Wednesday, February 23, 2011

Write about an event...

I wrote this as part of a psychology experiment. It asked me to describe a potentially life changing experience in the past three years.

"The experience I will describe is a slightly traumatic one in the sense that it threw me entirely out of my comfort zone and forced me to develop emotional independence. I am speaking of my being conscripted into the army for "national service" in my home country, after my A levels. This was about two and a half years ago and i was due to serve for two years. Certainly many of my peers disliked having their time appropriated from them by the state, but most accepted it grudgingly, presumably because it did not affect their emotional lives too deeply. My dislike for the army life stemmed from two major problems, firstly my need for copious amounts of privacy and 'alone time', and secondly my lack of affinity for the craft of soldiering.

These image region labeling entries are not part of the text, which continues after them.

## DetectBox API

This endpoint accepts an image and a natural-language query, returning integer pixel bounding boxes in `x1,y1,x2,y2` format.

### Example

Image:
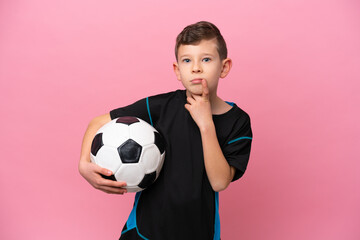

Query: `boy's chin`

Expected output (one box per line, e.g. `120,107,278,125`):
186,86,202,95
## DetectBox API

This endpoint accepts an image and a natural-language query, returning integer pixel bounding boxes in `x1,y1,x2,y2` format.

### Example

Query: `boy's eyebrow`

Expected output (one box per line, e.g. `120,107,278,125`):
179,53,214,58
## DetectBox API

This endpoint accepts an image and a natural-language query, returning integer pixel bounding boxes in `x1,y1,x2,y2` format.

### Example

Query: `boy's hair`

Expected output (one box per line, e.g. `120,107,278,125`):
175,21,227,61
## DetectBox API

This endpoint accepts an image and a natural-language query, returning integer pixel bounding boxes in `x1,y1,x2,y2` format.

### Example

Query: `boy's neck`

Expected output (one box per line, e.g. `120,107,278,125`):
186,90,232,115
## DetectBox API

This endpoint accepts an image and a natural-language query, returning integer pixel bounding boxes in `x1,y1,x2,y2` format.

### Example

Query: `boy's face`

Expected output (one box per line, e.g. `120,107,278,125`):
173,39,231,96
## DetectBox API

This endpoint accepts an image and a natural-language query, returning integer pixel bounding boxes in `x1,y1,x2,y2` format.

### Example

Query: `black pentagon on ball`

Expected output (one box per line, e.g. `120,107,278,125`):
154,132,165,154
117,139,142,163
116,117,140,125
91,133,104,156
138,171,156,188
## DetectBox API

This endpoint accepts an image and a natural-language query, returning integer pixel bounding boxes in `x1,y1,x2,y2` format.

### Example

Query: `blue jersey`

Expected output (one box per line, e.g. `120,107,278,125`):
110,90,252,240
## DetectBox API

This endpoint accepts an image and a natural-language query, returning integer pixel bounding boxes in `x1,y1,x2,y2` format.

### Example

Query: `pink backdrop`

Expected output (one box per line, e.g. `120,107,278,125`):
0,0,360,240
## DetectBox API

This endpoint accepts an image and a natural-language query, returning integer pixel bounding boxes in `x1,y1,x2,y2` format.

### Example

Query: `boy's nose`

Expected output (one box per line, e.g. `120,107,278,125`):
192,64,202,73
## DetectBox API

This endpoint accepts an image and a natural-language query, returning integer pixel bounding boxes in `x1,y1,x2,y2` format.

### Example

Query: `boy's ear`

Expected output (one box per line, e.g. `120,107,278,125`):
173,62,181,81
220,58,232,78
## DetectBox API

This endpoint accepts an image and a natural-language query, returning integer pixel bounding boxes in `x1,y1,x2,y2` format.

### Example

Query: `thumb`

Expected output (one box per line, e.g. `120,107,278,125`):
95,166,113,176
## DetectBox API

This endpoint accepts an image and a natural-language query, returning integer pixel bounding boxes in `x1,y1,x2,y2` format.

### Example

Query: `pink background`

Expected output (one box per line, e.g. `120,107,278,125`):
0,0,360,240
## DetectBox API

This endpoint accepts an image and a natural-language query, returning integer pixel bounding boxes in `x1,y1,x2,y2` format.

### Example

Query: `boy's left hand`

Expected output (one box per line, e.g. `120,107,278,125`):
185,79,213,131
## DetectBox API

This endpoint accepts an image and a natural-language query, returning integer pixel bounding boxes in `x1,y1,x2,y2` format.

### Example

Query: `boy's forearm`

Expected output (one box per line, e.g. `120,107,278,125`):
200,123,235,192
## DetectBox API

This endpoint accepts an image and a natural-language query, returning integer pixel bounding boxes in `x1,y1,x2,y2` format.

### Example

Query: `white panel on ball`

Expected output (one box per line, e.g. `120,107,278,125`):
95,146,121,173
103,122,129,148
139,144,160,173
115,163,145,186
129,120,156,146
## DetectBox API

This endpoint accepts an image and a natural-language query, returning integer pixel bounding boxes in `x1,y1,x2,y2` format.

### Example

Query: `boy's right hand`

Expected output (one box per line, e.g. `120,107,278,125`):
79,161,127,194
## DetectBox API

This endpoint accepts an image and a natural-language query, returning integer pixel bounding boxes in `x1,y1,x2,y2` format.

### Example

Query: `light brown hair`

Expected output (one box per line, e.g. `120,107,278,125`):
175,21,227,61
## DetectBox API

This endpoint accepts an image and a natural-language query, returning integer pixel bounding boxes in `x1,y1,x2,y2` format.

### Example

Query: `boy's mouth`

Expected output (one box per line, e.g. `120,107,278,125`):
190,78,202,84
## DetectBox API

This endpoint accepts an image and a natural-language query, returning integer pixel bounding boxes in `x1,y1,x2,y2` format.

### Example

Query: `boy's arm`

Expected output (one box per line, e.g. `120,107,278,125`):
79,113,126,194
185,80,235,192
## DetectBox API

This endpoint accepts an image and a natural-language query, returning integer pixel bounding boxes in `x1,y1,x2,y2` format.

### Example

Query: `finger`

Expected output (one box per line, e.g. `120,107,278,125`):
99,186,127,194
186,97,195,104
201,79,209,99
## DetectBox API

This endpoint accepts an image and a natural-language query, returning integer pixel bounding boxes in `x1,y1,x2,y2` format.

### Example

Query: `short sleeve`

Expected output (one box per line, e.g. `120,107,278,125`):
223,112,253,181
110,98,152,124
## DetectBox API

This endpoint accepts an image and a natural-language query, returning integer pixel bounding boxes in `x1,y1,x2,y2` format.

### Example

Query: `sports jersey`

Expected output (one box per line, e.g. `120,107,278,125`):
110,90,252,240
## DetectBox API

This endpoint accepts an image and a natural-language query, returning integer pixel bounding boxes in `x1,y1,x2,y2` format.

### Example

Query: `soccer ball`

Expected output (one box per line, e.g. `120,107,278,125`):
90,117,165,192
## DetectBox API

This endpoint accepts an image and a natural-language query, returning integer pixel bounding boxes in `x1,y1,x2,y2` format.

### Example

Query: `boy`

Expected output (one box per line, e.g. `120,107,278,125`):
79,21,252,240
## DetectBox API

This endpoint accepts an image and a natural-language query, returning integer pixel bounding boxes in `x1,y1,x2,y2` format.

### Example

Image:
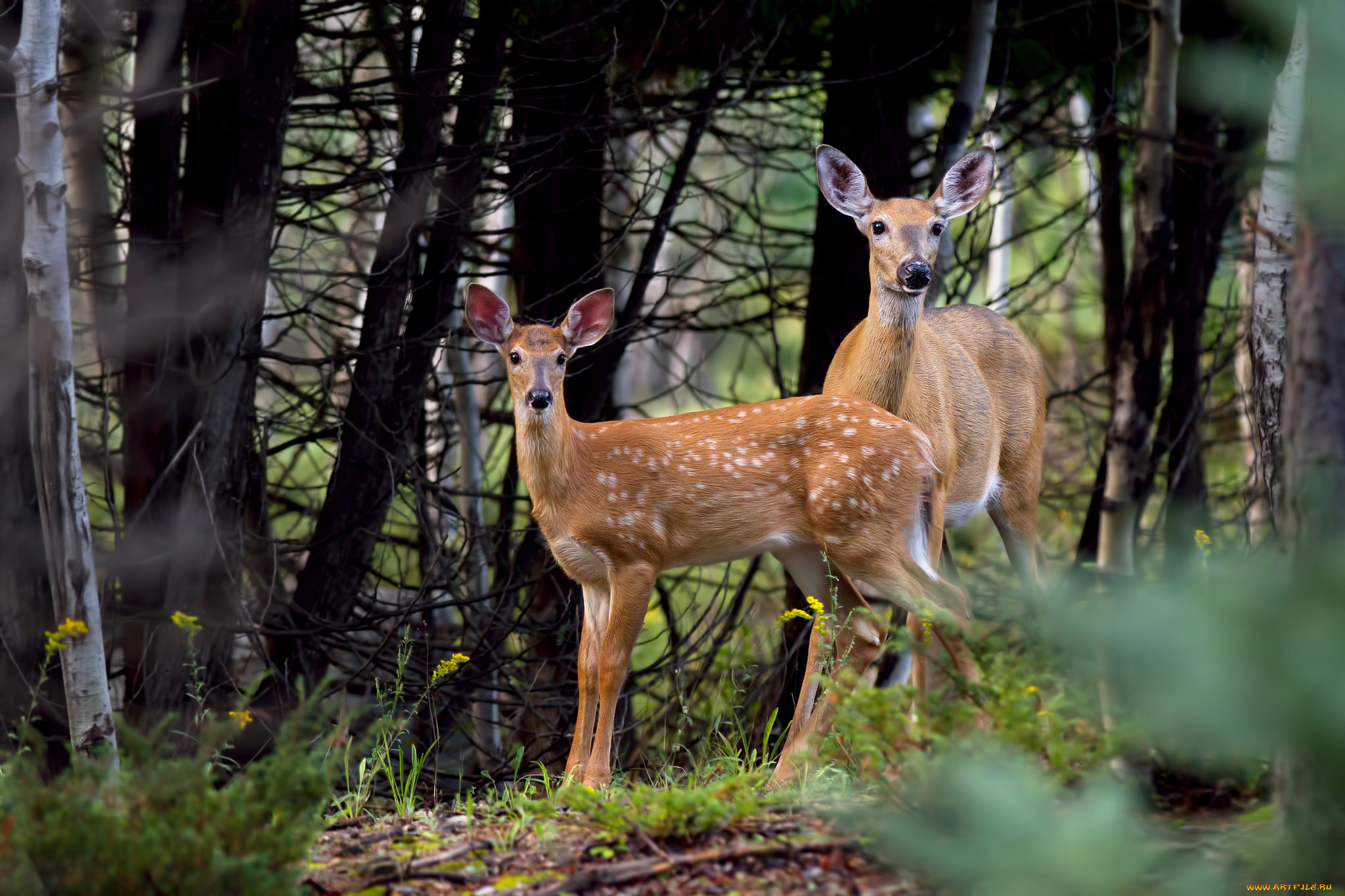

Of course, in an environment where value is placed on specific physical competencies (eg. reflexes) and the ability to establish a camaraderie that facilitates teamwork with anyone and everyone, failure to live up to expectations, or perceived failure to do so, did affect my sense of self-worth and fed back to the habit of asking "what am I doing here?". The complete rupture from an academic environment as a student, - which to be honest, I believe I have grown too comfortable with for my own good - where conformity to an entirely different set of social expectations (eg. attitudes and values of manliness, loyalty to your platoon) made me feel terribly oppressed and disconnected. That is, the army environment not only prevented expression of individuality; it required active effort to display your conformity in terms totally contrary to my inclinations which I found extremely draining. On retrospect, I see that my sense of my disconnect from the environment, and the very unhappy states due to my complete inability to satisfy my emotional needs in relation to that environment, made me project wishes of being a free person as a sort of coping mechanism, which therefore started to elicit a habit of bitter complaining. It was certainly not the activities alone which I resented; some of them are actually remembered with a surprising amount of ambivalence. The issue was more to do with the people involved. For example, during training, being shouted at was common, but when it reaches a certain stage of frequency and intensity, for things like failing to greet your superiors, it becomes extremely exhausting. Essentially, one needs to recover after all this by a good deal of alone time, at least by my book.

Now, this is made really bad by the second problem of the total lack of emotional recovery time, of time when you can feel alone. When you stay in a 12 person bunk of your section mates, it simply means that you have zero time to just feel yourself. Why do I need such time? What does it help me do? Well, it is a form of engaging with yourself, of introspective reflection, and more importantly of feeling your own thoughts, and I require a daily dose of that for emotional health. I guess one can apply the analogy of a lover in love with myself, specifically the reflective part of myself, and without the opportunity to interact emotionally with this part, I will be pretty unhappy, and lonely.

So how did I cope with this? Well, I'm not sure that I did very well. But essentially one just goes through the training stage and then gets sent to the unit. When I got a unit role, i faked a knee injury and was sent to an administrative depot, where could leave after work, similar to an office setup. Things improved greatly after that.

What is the significance of this episode? I believe these stages very much established the mould of my emotional habits and character. That is, I became convinced of my different, and uncommon psychological needs and grew pretty cynical about the ability of others to understand me - which sounds strangely adolescent. Also, I think it was then that I began to conceive of the separation of the private and public me in absolute terms and in terms of effort did really let drop the public image. That is, I became established in the inclination to think that me, my world, matters so much more than all your worlds, and that communitarian world, that strange, interwoven ambitious world, teeming with desperate engagements (drunk in the delight of its own terrible uncertainty), full of absolute assumptions; the real world. I think alot of my adulthood would actually revolve around the development, or else the slow eroding, of these basic assumptive positions in the way I approach my life."